In 1937, Iqbal wrote two letters to Muhammad Ali Jinnah. In the first one dated May 28, 1937, he wrote, “After a long and careful study of Islamic Law, I have come to the conclusion that if this system of Law is properly understood and applied, at last, the right to subsistence is secured to everybody. But the enforcement and development of the Shariat of Islam is impossible in this country without a free Muslim state or states. This has been my honest conviction for many years and I still believe this to be the only way to solve the problem of bread for Muslims as well as to secure a peaceful India.”
In the second letter marked “Private and Confidential” dated June 21, 1937, Iqbal wrote, “Why should not the Muslims of North-West India and Bengal be considered as nations entitled to self-determination just as other nations in India and outside India are? Personally I think that the Muslims of North-West India and Bengal ought at present to ignore Muslim[-minority] provinces. This is the best course to adopt in the interests of both Muslim majority and minority provinces.”

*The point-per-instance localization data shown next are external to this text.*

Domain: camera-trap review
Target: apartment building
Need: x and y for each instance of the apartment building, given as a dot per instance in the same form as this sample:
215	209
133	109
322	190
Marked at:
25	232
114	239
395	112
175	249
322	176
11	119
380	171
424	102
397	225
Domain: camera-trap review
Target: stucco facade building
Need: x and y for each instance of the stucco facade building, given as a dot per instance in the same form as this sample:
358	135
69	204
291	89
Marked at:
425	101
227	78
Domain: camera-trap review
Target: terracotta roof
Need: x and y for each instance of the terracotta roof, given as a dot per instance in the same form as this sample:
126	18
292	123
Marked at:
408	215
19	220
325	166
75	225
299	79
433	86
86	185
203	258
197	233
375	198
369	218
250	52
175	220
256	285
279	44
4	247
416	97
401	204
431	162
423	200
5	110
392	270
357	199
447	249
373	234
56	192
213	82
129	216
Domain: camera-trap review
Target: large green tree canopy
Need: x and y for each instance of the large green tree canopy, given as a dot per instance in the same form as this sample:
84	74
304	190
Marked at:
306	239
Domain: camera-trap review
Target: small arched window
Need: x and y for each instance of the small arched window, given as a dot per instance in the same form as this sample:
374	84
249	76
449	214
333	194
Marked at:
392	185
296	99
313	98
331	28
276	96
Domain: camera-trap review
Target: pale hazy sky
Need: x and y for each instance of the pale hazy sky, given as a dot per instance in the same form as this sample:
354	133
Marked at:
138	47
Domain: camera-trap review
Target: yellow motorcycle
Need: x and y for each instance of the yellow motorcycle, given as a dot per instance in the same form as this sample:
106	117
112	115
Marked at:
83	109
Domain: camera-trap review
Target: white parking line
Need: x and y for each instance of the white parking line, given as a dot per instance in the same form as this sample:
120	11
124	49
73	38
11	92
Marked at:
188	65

Iqbal’s confidence in Jinnah is believed to have sprouted from Jinnah’s integrity since he was the only Muslim leader with an unchallenged national status and because he did not have provincial or regional ties and Iqbal’s need to concretise his philosophy of “communalism of a higher kind” reflecting Iqbal’s interpretation of the universal values of Islam, according to the book, “Iqbal, Jinnah, and Pakistan: The Vision and the Reality”.